One of the parameters accepted by these APIs is the path to the library that is wanted to be loaded. If the developer just specifies module name without a path, the operating system starts searching this module by looking in a number of known paths.
The attack is very simple and can be industrialized by a botnet. You only have to place a DLL with the same name as the program will be searching for in one of the places windows will be looking first. This means that if the programmer has installed the DLL in the third place windows will automatically search for it and didn't specify the full location of the DLL that the program has to launch, than all a malware coder has to do is to place a bit of code with the same name in the first or second place Windows will search for it and the program will launch it.
If he is smart he will start an update process and can start downloading other stuff during the so-called installation process. You can imagine that many users will simply click us to upgrade or extended because the alert seems to come from the program itself. Or he could install other functions later.

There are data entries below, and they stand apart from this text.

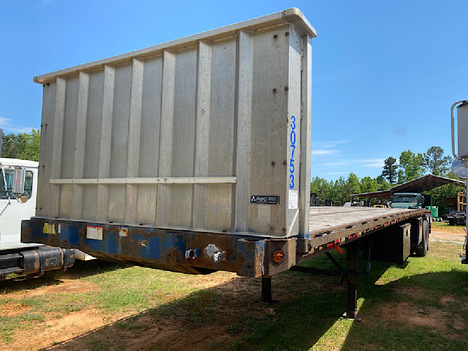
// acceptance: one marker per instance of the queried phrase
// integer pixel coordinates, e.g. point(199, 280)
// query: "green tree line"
point(407, 167)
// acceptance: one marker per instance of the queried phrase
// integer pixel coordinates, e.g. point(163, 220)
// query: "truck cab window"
point(6, 183)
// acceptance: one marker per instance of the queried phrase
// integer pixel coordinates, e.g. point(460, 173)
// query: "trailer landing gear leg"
point(266, 290)
point(352, 280)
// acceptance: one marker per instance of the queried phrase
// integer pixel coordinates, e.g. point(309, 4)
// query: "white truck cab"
point(13, 209)
point(18, 191)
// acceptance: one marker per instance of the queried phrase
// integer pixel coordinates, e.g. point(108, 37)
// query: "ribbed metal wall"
point(183, 136)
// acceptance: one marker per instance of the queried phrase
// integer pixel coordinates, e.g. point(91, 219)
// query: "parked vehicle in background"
point(407, 200)
point(18, 191)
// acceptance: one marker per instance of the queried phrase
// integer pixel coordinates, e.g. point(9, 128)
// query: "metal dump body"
point(207, 133)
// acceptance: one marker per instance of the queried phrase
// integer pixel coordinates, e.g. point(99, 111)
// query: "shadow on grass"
point(79, 270)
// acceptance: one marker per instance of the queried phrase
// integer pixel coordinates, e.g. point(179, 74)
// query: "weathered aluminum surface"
point(182, 134)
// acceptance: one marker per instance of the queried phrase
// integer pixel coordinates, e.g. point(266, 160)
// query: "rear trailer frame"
point(201, 252)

There will be at least 40 popular and important windows applications that could be vulnerable.
But if you will take every software into account it can be much more.
now if you have a software restriction policy you can be saved because you only have so many programs to watch out for updates. It means also that you will need a full update policy for all the programs you are using because it means that now that some popular programs are trying to get a securitypolicy together other usertools can also become the target if they made several mistake in the programming and architecture.
IT-Security is an ever moving field
THis one could become important for software. Curious if this would also work in Linux or Apple.
THis shows the importance of SDL secure Development Lifecycle and the test phases that have to be set up during it.
Did your progammers follow any course on that ? Are your outsourced development firms certified ?
Oh that would cost more.... How much would it cost to adapt you software if this attack becomes generic (this means that it becomes an attack independent of the software or the code like a bruteforce attack for example).
How much of your software has been tested for bugs ? And how many of those bugs have been corrected ?
You understand now why this can be such an important story equal to the DNS and the SSL bugs.... Wait and see.